One of college sports’ most prominent media personalities offered strong convictions that the NCAA’s latest ruling sets a precedent for future cheating.
One of college sports’ most prominent media personalities offered strong convictions that the NCAA’s failure to punish violators harshly enough will fail to deter programs from cheating in the future.
A recent ruling handed down by the NCAA’s Independent Resolution Panel against the LSU football and men’s basketball team placed both teams on probation for three years, in addition to other penalties. But for ESPN’s Paul Finebaum, that wasn’t enough.
“The message is clear. Cheat like crazy and don’t stop until you win. I never thought I would say that, but it’s the truth. It simply doesn’t matter anymore,” said Finebaum while appearing on the McElroy & Cubelic in the Morning on Jox 94.5 in Birmingham.
Former men’s basketball coach Will Wade received a 10-game suspension and a two-year show cause for his involvement in the program’s reported recruiting violations.
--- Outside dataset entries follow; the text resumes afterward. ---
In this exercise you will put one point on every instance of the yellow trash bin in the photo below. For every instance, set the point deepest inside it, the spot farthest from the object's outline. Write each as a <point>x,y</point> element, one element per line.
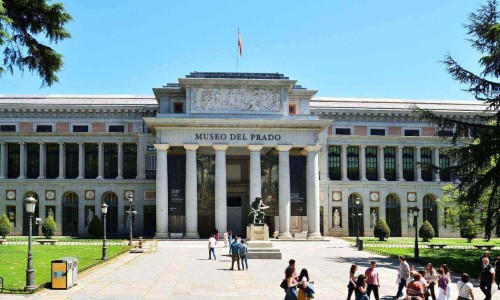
<point>64,272</point>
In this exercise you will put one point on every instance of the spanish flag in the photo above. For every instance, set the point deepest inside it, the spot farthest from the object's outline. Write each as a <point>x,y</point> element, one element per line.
<point>240,43</point>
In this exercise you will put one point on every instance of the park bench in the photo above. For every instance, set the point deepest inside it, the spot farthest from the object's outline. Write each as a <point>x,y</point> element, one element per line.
<point>43,242</point>
<point>484,247</point>
<point>440,246</point>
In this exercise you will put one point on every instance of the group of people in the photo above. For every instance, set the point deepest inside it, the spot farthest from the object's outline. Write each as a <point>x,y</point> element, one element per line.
<point>297,287</point>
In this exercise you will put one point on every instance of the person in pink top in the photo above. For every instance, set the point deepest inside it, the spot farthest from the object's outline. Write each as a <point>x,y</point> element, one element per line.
<point>372,279</point>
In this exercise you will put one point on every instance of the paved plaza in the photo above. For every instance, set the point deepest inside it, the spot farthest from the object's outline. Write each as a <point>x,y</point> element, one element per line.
<point>181,270</point>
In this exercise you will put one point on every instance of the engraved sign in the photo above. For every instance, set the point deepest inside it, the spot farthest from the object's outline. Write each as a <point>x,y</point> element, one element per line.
<point>246,99</point>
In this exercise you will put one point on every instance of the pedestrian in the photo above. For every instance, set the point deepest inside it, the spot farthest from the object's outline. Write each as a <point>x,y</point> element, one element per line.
<point>431,278</point>
<point>211,247</point>
<point>353,277</point>
<point>234,250</point>
<point>361,287</point>
<point>403,274</point>
<point>306,288</point>
<point>487,278</point>
<point>415,289</point>
<point>442,285</point>
<point>243,254</point>
<point>465,288</point>
<point>291,284</point>
<point>372,279</point>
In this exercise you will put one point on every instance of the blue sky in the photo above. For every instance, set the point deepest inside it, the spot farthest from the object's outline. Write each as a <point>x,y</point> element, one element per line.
<point>389,48</point>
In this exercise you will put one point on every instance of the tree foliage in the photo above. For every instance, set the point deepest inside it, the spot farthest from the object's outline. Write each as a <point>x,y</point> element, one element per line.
<point>381,230</point>
<point>27,29</point>
<point>477,139</point>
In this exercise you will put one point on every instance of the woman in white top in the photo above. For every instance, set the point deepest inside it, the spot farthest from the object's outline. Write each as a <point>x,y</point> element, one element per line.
<point>465,288</point>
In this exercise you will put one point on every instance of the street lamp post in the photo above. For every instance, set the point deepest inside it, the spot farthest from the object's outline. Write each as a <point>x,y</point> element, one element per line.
<point>30,204</point>
<point>416,255</point>
<point>104,210</point>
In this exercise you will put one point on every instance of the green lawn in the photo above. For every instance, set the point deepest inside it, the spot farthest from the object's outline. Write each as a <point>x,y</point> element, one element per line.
<point>411,241</point>
<point>458,260</point>
<point>13,261</point>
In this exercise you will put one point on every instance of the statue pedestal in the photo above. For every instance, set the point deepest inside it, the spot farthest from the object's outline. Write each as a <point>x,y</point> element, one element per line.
<point>259,245</point>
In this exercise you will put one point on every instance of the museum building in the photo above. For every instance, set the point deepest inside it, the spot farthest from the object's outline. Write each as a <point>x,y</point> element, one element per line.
<point>198,152</point>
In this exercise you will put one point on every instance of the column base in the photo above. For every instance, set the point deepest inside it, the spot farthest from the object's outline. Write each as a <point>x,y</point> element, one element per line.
<point>191,235</point>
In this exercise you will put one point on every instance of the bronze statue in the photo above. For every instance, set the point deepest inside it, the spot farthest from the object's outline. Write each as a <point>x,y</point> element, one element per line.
<point>256,215</point>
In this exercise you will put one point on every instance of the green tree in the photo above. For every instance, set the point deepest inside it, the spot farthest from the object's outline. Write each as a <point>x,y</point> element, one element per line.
<point>27,30</point>
<point>49,227</point>
<point>477,140</point>
<point>5,226</point>
<point>426,232</point>
<point>381,230</point>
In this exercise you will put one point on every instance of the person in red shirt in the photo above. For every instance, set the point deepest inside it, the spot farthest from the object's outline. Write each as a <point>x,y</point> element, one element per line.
<point>415,289</point>
<point>372,279</point>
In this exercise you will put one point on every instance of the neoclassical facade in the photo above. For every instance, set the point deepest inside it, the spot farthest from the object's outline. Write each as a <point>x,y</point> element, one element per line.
<point>198,152</point>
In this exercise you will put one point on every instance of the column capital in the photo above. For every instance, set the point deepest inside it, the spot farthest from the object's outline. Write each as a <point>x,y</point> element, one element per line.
<point>283,148</point>
<point>162,147</point>
<point>191,147</point>
<point>220,147</point>
<point>255,147</point>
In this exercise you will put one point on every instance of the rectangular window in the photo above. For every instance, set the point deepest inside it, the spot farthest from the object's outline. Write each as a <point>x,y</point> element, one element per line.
<point>371,163</point>
<point>80,128</point>
<point>408,165</point>
<point>151,166</point>
<point>71,160</point>
<point>110,161</point>
<point>377,132</point>
<point>426,159</point>
<point>390,163</point>
<point>43,128</point>
<point>91,161</point>
<point>129,161</point>
<point>343,131</point>
<point>116,128</point>
<point>52,163</point>
<point>334,162</point>
<point>8,128</point>
<point>412,132</point>
<point>353,163</point>
<point>13,160</point>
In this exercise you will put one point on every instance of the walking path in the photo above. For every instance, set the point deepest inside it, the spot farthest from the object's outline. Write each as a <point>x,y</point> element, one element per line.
<point>182,270</point>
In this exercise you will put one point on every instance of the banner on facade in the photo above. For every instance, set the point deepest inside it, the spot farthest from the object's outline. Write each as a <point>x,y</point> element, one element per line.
<point>176,185</point>
<point>298,187</point>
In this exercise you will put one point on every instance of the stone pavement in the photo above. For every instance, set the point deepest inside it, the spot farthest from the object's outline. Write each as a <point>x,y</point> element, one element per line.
<point>181,270</point>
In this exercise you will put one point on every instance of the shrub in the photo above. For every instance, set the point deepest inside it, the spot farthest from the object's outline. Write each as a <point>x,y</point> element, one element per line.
<point>49,227</point>
<point>469,231</point>
<point>426,232</point>
<point>5,226</point>
<point>96,228</point>
<point>381,231</point>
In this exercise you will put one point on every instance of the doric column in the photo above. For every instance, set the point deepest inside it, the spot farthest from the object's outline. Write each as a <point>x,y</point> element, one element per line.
<point>220,188</point>
<point>313,192</point>
<point>41,161</point>
<point>381,164</point>
<point>435,161</point>
<point>22,160</point>
<point>344,163</point>
<point>3,160</point>
<point>100,164</point>
<point>120,161</point>
<point>161,191</point>
<point>362,162</point>
<point>191,192</point>
<point>255,172</point>
<point>284,190</point>
<point>399,163</point>
<point>417,158</point>
<point>81,160</point>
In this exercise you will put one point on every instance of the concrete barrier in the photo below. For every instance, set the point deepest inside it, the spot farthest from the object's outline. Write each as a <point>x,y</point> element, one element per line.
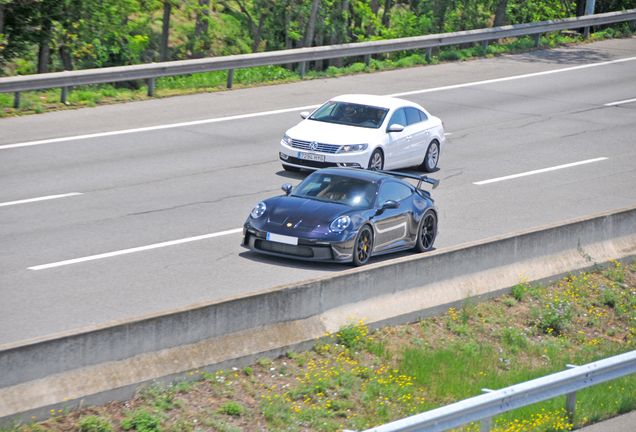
<point>97,364</point>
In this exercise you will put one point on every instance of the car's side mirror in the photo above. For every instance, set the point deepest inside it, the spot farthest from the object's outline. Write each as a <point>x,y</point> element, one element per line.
<point>287,187</point>
<point>390,204</point>
<point>387,205</point>
<point>395,128</point>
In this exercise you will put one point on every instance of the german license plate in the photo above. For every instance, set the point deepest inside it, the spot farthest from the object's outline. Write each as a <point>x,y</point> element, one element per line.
<point>282,239</point>
<point>310,156</point>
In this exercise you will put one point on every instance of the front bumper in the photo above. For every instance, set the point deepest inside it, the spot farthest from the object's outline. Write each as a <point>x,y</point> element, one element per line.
<point>291,156</point>
<point>306,249</point>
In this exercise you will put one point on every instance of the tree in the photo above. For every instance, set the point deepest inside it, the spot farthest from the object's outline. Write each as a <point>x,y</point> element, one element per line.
<point>165,30</point>
<point>201,28</point>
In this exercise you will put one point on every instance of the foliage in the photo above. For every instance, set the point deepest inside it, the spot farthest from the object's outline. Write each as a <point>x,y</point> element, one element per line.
<point>142,420</point>
<point>357,379</point>
<point>84,34</point>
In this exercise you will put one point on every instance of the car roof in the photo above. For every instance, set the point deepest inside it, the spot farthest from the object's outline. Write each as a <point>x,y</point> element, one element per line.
<point>357,173</point>
<point>376,101</point>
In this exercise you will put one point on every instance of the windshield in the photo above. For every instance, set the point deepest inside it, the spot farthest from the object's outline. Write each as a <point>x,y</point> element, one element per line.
<point>350,114</point>
<point>338,189</point>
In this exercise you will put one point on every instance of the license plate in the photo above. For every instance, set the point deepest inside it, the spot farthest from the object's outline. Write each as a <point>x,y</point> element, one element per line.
<point>282,239</point>
<point>313,157</point>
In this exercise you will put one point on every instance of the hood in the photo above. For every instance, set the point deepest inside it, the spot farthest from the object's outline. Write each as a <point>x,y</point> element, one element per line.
<point>330,133</point>
<point>304,214</point>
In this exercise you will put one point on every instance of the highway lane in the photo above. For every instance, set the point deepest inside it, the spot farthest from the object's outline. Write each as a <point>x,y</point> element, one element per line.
<point>147,188</point>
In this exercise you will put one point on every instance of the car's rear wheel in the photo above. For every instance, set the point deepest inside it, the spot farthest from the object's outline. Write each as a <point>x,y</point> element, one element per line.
<point>426,232</point>
<point>377,160</point>
<point>290,168</point>
<point>431,158</point>
<point>363,246</point>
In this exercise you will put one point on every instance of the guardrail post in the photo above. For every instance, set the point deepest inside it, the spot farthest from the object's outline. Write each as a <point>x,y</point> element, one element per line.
<point>570,404</point>
<point>486,424</point>
<point>151,87</point>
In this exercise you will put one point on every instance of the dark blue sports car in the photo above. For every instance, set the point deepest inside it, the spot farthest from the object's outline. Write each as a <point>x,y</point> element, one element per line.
<point>344,215</point>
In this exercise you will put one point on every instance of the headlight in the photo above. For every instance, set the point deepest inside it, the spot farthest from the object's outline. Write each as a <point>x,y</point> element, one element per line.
<point>353,147</point>
<point>258,210</point>
<point>340,224</point>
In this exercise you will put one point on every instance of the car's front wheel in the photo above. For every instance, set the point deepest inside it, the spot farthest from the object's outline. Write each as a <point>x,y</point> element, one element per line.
<point>290,168</point>
<point>431,158</point>
<point>426,232</point>
<point>363,246</point>
<point>377,160</point>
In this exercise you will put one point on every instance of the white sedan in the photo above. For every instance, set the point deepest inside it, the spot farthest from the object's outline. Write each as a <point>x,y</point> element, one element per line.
<point>364,131</point>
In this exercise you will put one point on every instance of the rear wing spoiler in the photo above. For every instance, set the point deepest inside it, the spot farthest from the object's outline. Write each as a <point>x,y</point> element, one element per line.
<point>420,178</point>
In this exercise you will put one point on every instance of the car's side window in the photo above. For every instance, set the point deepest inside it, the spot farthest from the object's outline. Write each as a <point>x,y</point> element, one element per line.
<point>393,191</point>
<point>412,115</point>
<point>398,118</point>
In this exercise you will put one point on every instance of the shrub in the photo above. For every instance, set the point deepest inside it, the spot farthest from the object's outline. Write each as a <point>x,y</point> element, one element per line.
<point>142,420</point>
<point>232,408</point>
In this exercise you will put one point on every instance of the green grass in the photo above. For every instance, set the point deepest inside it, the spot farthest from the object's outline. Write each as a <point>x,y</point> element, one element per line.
<point>35,102</point>
<point>359,377</point>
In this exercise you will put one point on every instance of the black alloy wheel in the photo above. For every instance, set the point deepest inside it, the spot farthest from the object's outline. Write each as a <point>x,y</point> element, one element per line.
<point>377,160</point>
<point>363,246</point>
<point>426,232</point>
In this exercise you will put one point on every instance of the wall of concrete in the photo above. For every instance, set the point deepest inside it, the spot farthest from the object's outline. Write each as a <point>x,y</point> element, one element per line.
<point>109,362</point>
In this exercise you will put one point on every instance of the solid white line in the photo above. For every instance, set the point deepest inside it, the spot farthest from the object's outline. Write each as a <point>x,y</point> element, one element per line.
<point>309,107</point>
<point>153,128</point>
<point>39,199</point>
<point>132,250</point>
<point>621,102</point>
<point>516,77</point>
<point>538,171</point>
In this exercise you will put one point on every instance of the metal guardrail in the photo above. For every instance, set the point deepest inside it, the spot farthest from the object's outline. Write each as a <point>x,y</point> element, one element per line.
<point>152,71</point>
<point>484,407</point>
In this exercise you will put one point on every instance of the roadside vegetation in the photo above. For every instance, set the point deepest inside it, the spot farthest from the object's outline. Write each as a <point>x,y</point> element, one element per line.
<point>35,102</point>
<point>362,377</point>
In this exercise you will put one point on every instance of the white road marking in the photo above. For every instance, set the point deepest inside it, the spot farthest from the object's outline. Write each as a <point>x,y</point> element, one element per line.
<point>30,200</point>
<point>621,102</point>
<point>516,77</point>
<point>309,107</point>
<point>539,171</point>
<point>132,250</point>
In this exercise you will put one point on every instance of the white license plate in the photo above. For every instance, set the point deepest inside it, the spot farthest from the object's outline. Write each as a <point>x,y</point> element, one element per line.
<point>282,239</point>
<point>309,156</point>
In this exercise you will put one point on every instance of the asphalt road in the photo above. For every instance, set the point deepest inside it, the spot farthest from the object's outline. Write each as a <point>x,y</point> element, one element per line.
<point>150,196</point>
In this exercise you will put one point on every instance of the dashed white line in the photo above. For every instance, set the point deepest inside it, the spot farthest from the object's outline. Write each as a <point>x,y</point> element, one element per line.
<point>30,200</point>
<point>132,250</point>
<point>539,171</point>
<point>153,128</point>
<point>626,101</point>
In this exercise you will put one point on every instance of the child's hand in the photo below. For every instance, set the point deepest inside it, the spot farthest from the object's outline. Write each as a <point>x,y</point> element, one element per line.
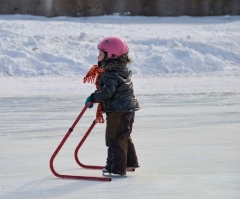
<point>87,101</point>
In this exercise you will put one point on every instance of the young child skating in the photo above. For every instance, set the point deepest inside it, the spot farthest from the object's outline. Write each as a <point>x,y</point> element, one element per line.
<point>116,98</point>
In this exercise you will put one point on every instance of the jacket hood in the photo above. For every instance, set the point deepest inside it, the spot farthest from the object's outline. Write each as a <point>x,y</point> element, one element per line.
<point>118,63</point>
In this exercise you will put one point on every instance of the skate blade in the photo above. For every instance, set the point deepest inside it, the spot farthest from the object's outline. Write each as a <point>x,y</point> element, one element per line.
<point>112,175</point>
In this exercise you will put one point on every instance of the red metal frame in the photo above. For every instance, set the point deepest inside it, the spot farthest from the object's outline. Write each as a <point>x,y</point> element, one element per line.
<point>80,144</point>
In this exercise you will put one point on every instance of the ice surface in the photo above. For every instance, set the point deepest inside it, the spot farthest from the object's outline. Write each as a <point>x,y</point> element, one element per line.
<point>186,78</point>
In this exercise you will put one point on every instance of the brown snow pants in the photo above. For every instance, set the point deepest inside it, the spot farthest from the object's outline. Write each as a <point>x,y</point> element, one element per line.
<point>121,150</point>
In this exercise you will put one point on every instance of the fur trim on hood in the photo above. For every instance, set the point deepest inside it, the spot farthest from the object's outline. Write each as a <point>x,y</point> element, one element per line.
<point>120,62</point>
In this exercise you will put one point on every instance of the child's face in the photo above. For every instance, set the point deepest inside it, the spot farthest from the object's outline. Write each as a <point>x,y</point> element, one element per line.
<point>101,55</point>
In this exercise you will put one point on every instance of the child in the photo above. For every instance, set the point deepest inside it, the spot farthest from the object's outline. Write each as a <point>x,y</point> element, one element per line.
<point>115,93</point>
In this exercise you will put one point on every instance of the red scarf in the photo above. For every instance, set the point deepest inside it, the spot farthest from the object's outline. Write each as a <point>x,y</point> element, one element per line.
<point>93,76</point>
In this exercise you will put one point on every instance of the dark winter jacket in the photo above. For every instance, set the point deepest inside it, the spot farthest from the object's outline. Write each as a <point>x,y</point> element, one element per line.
<point>115,87</point>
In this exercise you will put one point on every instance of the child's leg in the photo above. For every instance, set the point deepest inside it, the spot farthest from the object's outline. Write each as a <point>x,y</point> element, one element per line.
<point>119,126</point>
<point>132,160</point>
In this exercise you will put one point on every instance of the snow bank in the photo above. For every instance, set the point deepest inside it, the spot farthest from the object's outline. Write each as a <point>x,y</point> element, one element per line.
<point>36,46</point>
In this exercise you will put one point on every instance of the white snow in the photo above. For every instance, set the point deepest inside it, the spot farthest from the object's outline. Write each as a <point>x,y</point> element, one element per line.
<point>186,74</point>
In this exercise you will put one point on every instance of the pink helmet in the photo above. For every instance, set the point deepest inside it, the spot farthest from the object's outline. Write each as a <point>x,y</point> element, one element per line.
<point>114,46</point>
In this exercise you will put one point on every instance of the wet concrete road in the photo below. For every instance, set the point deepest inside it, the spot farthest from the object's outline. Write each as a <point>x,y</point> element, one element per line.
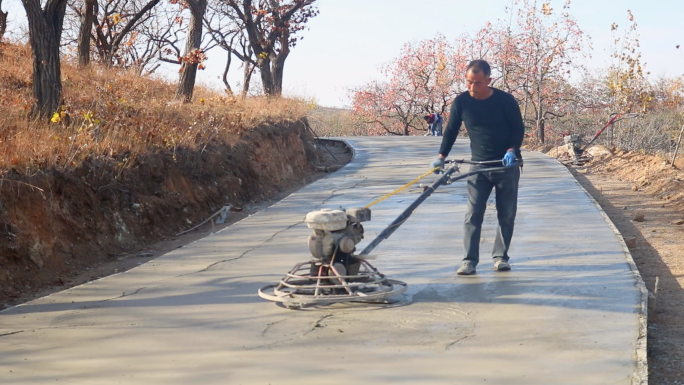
<point>568,313</point>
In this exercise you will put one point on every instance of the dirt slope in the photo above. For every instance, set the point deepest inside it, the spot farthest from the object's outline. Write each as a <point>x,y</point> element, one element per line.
<point>56,225</point>
<point>644,197</point>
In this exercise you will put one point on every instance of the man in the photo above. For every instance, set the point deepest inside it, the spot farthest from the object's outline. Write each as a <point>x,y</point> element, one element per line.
<point>434,122</point>
<point>494,123</point>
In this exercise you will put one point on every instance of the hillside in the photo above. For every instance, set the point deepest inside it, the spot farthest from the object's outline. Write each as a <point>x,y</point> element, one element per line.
<point>122,165</point>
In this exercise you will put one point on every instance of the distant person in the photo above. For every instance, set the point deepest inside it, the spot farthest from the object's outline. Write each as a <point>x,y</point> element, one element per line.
<point>434,122</point>
<point>495,126</point>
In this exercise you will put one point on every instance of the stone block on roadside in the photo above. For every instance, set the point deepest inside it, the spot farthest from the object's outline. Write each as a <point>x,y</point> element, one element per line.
<point>630,242</point>
<point>638,216</point>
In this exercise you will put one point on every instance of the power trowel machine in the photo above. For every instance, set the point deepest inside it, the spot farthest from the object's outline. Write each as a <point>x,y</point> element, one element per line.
<point>335,274</point>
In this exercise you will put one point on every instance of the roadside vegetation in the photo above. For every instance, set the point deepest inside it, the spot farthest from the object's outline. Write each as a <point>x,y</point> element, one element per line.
<point>537,55</point>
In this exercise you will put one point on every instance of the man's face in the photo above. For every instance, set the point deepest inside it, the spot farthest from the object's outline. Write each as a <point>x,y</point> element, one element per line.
<point>478,84</point>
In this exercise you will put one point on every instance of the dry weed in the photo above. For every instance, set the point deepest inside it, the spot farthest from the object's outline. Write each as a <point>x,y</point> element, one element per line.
<point>115,113</point>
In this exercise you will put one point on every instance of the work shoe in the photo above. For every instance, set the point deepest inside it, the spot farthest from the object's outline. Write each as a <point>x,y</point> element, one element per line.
<point>501,265</point>
<point>467,268</point>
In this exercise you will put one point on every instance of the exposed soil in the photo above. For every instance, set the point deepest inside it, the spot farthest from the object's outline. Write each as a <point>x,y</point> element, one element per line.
<point>644,196</point>
<point>61,229</point>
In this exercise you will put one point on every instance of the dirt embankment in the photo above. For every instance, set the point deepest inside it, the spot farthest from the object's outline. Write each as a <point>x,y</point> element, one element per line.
<point>644,196</point>
<point>56,224</point>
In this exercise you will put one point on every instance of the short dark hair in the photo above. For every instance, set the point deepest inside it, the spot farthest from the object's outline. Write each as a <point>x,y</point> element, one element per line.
<point>479,65</point>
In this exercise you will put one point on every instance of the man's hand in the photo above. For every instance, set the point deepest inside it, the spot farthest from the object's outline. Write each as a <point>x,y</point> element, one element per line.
<point>437,163</point>
<point>509,158</point>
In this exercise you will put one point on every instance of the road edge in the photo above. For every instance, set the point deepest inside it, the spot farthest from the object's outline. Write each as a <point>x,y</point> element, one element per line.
<point>640,376</point>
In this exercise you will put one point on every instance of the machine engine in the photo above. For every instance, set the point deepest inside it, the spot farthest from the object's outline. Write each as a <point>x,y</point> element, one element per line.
<point>335,236</point>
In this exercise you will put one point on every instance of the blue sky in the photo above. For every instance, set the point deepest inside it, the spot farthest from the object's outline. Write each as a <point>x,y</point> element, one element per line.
<point>350,39</point>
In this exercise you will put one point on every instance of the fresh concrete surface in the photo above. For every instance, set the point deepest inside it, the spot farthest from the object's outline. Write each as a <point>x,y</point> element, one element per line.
<point>570,311</point>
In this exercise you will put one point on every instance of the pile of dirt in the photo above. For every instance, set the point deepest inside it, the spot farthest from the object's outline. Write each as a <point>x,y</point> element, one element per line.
<point>55,225</point>
<point>648,173</point>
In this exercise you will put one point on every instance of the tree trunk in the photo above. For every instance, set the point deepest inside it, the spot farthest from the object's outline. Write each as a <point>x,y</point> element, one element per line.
<point>186,84</point>
<point>249,70</point>
<point>279,63</point>
<point>87,15</point>
<point>266,76</point>
<point>229,90</point>
<point>45,31</point>
<point>3,21</point>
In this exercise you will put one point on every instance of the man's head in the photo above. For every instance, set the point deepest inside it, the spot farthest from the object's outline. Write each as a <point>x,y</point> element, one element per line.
<point>478,77</point>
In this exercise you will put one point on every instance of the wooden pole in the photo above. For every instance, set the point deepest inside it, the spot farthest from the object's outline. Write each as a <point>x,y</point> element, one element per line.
<point>679,142</point>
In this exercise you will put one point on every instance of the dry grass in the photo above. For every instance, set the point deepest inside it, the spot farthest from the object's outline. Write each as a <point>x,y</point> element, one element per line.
<point>334,122</point>
<point>114,113</point>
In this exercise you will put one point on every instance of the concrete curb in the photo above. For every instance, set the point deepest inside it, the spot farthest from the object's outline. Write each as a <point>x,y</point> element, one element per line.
<point>640,376</point>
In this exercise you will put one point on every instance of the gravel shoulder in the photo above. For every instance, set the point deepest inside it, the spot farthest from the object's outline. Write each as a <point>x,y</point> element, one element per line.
<point>651,223</point>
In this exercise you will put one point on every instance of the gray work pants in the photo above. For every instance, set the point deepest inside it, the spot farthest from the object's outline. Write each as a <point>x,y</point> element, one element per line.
<point>505,183</point>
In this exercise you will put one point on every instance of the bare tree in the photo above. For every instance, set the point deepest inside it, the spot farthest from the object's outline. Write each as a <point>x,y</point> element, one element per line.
<point>88,12</point>
<point>194,55</point>
<point>121,34</point>
<point>228,32</point>
<point>271,26</point>
<point>109,36</point>
<point>3,21</point>
<point>45,31</point>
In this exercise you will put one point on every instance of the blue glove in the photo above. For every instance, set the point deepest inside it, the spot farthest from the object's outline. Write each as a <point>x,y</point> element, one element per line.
<point>509,159</point>
<point>439,162</point>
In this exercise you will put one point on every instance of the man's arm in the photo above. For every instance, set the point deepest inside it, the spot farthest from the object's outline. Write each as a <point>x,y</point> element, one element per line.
<point>451,131</point>
<point>516,125</point>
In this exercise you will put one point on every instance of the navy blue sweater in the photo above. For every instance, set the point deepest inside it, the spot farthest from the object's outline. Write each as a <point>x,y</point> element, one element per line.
<point>494,125</point>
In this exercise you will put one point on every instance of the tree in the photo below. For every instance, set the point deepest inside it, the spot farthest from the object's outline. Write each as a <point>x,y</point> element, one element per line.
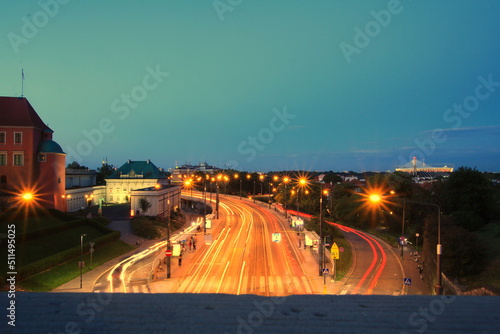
<point>144,204</point>
<point>470,198</point>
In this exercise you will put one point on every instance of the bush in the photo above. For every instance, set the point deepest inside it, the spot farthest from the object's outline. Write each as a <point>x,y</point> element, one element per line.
<point>61,257</point>
<point>144,228</point>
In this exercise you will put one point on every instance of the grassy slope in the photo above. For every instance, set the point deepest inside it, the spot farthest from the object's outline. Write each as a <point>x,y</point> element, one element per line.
<point>65,272</point>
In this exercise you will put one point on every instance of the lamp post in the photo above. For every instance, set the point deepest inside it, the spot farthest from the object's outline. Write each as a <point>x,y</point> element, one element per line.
<point>254,191</point>
<point>261,178</point>
<point>226,180</point>
<point>403,228</point>
<point>302,182</point>
<point>205,207</point>
<point>416,246</point>
<point>81,259</point>
<point>270,184</point>
<point>169,245</point>
<point>237,176</point>
<point>219,177</point>
<point>320,248</point>
<point>439,249</point>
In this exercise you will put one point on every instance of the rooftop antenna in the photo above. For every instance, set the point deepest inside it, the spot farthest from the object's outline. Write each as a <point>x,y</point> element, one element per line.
<point>22,83</point>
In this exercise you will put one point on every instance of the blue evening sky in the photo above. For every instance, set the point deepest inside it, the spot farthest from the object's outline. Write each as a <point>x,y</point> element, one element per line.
<point>261,85</point>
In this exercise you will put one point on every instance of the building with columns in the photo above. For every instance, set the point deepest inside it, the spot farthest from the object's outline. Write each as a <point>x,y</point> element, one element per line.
<point>131,176</point>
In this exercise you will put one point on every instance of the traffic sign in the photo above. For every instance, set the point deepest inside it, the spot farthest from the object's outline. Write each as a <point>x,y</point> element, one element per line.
<point>276,237</point>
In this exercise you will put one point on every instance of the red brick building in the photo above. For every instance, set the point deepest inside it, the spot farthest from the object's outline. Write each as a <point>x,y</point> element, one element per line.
<point>30,161</point>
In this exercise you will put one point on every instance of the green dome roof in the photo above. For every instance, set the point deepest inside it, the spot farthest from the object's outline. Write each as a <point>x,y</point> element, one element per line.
<point>49,146</point>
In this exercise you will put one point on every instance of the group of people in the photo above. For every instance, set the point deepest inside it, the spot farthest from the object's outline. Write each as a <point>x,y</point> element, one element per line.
<point>192,243</point>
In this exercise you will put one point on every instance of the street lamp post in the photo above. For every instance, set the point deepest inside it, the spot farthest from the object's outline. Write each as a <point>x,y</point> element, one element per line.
<point>321,252</point>
<point>205,208</point>
<point>169,245</point>
<point>418,257</point>
<point>439,249</point>
<point>81,259</point>
<point>237,176</point>
<point>403,229</point>
<point>285,181</point>
<point>254,191</point>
He was cited in six out of eight total Level I violations handed down by the NCAA, and he now coaches at McNeese State.
“I am long past getting outraged and upset that someone like Will Wade gets away with whatever he got away with, or someone else,” Finebaum said. “Because if it doesn’t matter to the people who govern the sport, and by the way, that includes everyone who sits in on these meetings and on these management councils, then it’s certainly not going to bother me anymore,”
The school’s football program also forced to vacate all 37 wins for the team from 2012 to ’15 under former coach Les Miles stemming from the improper benefits given to former Tigers offensive lineman Vadal Alexander.